# Rouille, Rust web server middleware
## [Documentation](http://tomaka.github.io/rouille/rouille/index.html)
## [Link to WIP book](http://tomaka.github.io/rouille/book/)
## License
Licensed under either of
* Apache License, Version 2.0 ([LICENSE-APACHE](LICENSE-APACHE) or http://www.apache.org/licenses/LICENSE-2.0)
* MIT license ([LICENSE-MIT](LICENSE-MIT) or http://opensource.org/licenses/MIT)
at your option.
### Contribution
Unless you explicitly state otherwise, any contribution intentionally submitted
for inclusion in the work by you shall be dual licensed as above, without any
additional terms or conditions.
## FAQ
### But I'm used to express-like frameworks!
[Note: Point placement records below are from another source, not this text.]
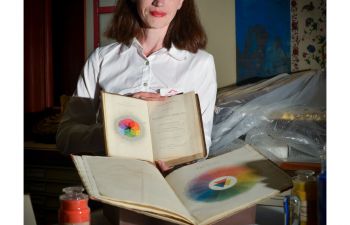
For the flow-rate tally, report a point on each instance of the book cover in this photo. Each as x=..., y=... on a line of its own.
x=200, y=193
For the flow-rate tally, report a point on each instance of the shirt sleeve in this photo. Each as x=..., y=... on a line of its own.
x=79, y=131
x=207, y=98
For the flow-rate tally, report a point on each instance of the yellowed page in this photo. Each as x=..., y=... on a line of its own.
x=122, y=139
x=129, y=183
x=221, y=186
x=176, y=128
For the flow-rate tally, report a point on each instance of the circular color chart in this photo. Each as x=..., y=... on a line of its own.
x=129, y=128
x=221, y=184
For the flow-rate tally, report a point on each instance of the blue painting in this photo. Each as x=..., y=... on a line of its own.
x=263, y=36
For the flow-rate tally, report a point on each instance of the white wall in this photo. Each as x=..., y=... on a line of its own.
x=218, y=19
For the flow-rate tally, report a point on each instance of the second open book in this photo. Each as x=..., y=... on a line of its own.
x=169, y=130
x=201, y=193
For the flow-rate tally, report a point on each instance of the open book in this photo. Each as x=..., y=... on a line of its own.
x=201, y=193
x=169, y=130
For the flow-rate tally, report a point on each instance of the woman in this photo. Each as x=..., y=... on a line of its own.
x=158, y=48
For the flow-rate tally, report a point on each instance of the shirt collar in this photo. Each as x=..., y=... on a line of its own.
x=173, y=51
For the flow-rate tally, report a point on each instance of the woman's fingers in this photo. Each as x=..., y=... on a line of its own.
x=164, y=169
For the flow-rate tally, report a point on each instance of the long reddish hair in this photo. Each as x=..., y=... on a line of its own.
x=185, y=30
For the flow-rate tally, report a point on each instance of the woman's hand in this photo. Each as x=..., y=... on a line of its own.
x=164, y=169
x=149, y=96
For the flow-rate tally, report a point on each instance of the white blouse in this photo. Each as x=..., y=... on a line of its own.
x=123, y=69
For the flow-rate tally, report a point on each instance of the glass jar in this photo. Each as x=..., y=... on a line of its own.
x=74, y=209
x=322, y=191
x=305, y=188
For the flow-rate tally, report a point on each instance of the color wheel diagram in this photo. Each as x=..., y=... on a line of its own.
x=128, y=127
x=221, y=184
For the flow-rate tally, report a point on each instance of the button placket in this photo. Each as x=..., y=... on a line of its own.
x=146, y=76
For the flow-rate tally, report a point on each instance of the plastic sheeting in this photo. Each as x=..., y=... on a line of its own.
x=284, y=115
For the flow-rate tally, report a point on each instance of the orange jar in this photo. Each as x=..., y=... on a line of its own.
x=74, y=209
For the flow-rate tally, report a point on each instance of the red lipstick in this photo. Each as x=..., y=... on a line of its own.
x=157, y=13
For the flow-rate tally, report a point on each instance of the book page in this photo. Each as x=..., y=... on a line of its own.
x=127, y=130
x=221, y=186
x=129, y=183
x=176, y=128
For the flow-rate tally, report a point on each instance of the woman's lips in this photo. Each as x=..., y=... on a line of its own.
x=157, y=13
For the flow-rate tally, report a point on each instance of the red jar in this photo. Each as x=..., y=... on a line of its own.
x=74, y=209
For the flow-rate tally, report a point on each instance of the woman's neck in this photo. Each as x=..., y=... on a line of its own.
x=152, y=40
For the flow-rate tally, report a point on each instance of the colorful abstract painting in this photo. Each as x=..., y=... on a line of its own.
x=308, y=34
x=221, y=184
x=263, y=37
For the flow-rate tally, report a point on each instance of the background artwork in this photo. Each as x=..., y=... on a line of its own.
x=308, y=34
x=263, y=37
x=221, y=184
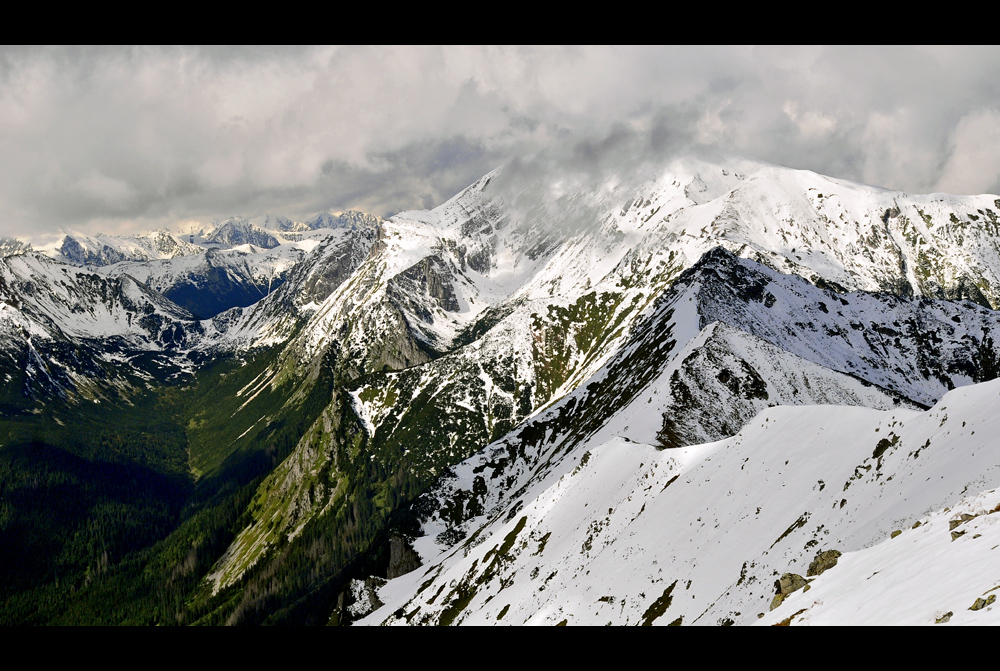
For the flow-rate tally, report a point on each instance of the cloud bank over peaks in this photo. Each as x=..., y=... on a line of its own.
x=128, y=138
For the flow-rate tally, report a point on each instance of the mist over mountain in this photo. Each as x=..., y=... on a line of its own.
x=616, y=386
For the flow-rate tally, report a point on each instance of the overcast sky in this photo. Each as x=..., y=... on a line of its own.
x=121, y=139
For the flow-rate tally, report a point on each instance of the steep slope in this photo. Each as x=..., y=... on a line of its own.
x=74, y=332
x=102, y=250
x=623, y=533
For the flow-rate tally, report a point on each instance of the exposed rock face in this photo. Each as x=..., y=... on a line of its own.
x=402, y=558
x=790, y=582
x=824, y=561
x=983, y=603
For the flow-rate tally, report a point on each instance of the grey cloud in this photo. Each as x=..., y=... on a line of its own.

Instead of doing this: (pseudo-code)
```js
server.add_middleware(function() {
// middleware 1
});
server.add_middleware(function() {
// middleware 2
});
server.add_middleware(function() {
// middleware 3
});
```
In rouille you just handle each request entirely manually:
```rust
// initialize everything here
rouille::start_server(..., move |request| {
// middleware 1
// middleware 2
// middleware 3
});
```
### What about performances?
The state of async I/O, green threads, coroutines, etc. in Rust is still blurry.
The rouille library just ignores this optimization and focuses on providing an easy-to-use
API instead.
Once async I/O has been figured out, rouille will be updated to take this into account. For the
moment it favors usability over performances.
### Are there plugins for features such as database connection, templating, etc.
It should be trivial to integrate a database or templates to your web server written with
rouille. Moreover plugins need maintenance tend to create a dependency hell. It is generally
just better not to use plugins.
### How do you know there is no defect in the API?
I'm using this library to rewrite an existing medium-sized website.